Konzert

Zu alt für das Mädchen, das man in ihr sieht

| Lesedauer: 2 Minuten

Es soll schon vorgekommen sein, dass Laura Marling an der Tür zu ihrem eigenen Auftritt abgewiesen wurde. Das Konzert fand dann im Freien statt. Sie packte die Gitarre aus und sang, die Gäste strömten zu ihr auf die Straße. In den Postbahnhof haben die Türsteher sie eingelassen.

Laura Marling tritt ans Mikrofon, ein Elfenwesen mit strohblondem Haar, einem Fledermauspulli, einer Gitarre, die an ihr so riesig aussieht wie ein Kontrabass, und einer glockenhellen Stimme. 21 Jahre ist die Britin alt, sie wirkt entschieden jünger. Schüchtern schaut sie in den überfüllten Saal. Die Leute rasen und die kleine Halle bebt, als sei eine Legende wiederauferstanden, und das trifft auf Laura Marling sogar zu, wenn man so will.

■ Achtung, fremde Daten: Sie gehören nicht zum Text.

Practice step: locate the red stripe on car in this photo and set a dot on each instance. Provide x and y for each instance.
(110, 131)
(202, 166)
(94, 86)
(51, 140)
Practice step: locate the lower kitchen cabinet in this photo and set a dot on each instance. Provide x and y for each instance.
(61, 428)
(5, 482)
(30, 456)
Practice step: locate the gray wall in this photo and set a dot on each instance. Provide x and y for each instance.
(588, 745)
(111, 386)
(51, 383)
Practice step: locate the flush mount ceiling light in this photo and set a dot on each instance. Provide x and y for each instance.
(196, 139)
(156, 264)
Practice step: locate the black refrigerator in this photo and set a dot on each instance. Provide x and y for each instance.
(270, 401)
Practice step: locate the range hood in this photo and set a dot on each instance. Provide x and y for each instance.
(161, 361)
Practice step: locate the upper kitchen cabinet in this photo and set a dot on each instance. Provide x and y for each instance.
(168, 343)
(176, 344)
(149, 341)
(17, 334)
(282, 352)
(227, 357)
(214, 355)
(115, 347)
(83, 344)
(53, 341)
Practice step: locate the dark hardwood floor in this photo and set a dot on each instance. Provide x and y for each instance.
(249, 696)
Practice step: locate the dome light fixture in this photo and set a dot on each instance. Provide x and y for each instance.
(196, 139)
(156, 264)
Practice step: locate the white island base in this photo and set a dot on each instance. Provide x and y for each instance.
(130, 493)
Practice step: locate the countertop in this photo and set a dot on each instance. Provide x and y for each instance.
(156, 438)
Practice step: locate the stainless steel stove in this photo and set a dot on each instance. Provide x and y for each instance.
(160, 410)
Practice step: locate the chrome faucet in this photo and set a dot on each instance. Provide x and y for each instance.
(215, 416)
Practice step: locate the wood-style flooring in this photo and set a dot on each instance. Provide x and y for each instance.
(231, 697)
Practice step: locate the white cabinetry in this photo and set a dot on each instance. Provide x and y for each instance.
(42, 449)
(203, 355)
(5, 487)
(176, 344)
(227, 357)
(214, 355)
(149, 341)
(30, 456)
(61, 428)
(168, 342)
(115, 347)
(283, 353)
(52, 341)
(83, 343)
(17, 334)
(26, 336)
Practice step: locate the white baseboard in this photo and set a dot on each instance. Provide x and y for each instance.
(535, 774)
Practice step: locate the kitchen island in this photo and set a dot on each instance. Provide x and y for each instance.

Sie bringt den Folk zurück. Nicht als Behauptung und mit Vorsilben wie Anti-, Freak- und Nu-Folk. Sie singt "I Was Just A Card", und darin geht es um die Liebe und den Morgenhimmel, um die Trennung und die Dämmerung. So schlicht und schön. Die fünfköpfige Band spielt Mandoline, Banjo, Cello und Klavier, ein kleines Schlagzeug, Flügelhorn und Standbass. Keine allzu abseitigen Instrumente wie die herkömmlichen Hipsterbands mit ihren Tröten und Computerspielkonsolen auf der Bühne. Laura Marling schart zurückhaltende Musiker um sich und keine filzbärtigen Käuze mit Ebay-Gitarren und grotesken Hüten. Sie singt einfach ihre Lieder mit geschlossenen Augen und hat nichts dagegen, wenn sie klingt wie Joni Mitchell oder Sandy Denny auf den Platten aus den späten Sechzigern und frühen Siebzigern.

Sie selbst kam 1990 auf die Welt, in Eversley, einem Dorf zwischen London und Bristol. Laura Marlings Vater unterhielt ein Landstudio für Musiker, die sich nach Abgeschiedenheit und Ruhe sehnten. Mit 18 setzte sie sich von der Szene ab, vertonte die Beziehungen zu Sängern der Boheme, und nahm ihr erstes Album auf. Sie singt daraus "My Manic & I", es geht um überspannte junge Männer in der Großstadt und um Lauras Flucht davor.

Das ist die Kunst bei Laura Marling: Sie singt Lieder, die wie Kunstgewerbe wirken könnten, wie gesungene Antiquitäten für den zivilisationsmüden Zeitgeist. Dass die Lieder mehr sind, liegt an ihnen selbst und daran, wie sie Laura Marling vorträgt, als Persönlichkeit. Sie kann über sich lachen, wenn sie sich zu schnell begleitet und verhaspelt. Sie stimmt umständlich ihre Gitarre. Und dann singt sie so ein analoges Lied, als wüsste sie etwas, dass sie auf keinen Fall verraten dürfe. Eine Frau, die sich zu alt fühlt für das Mädchen, dass man in ihr sieht.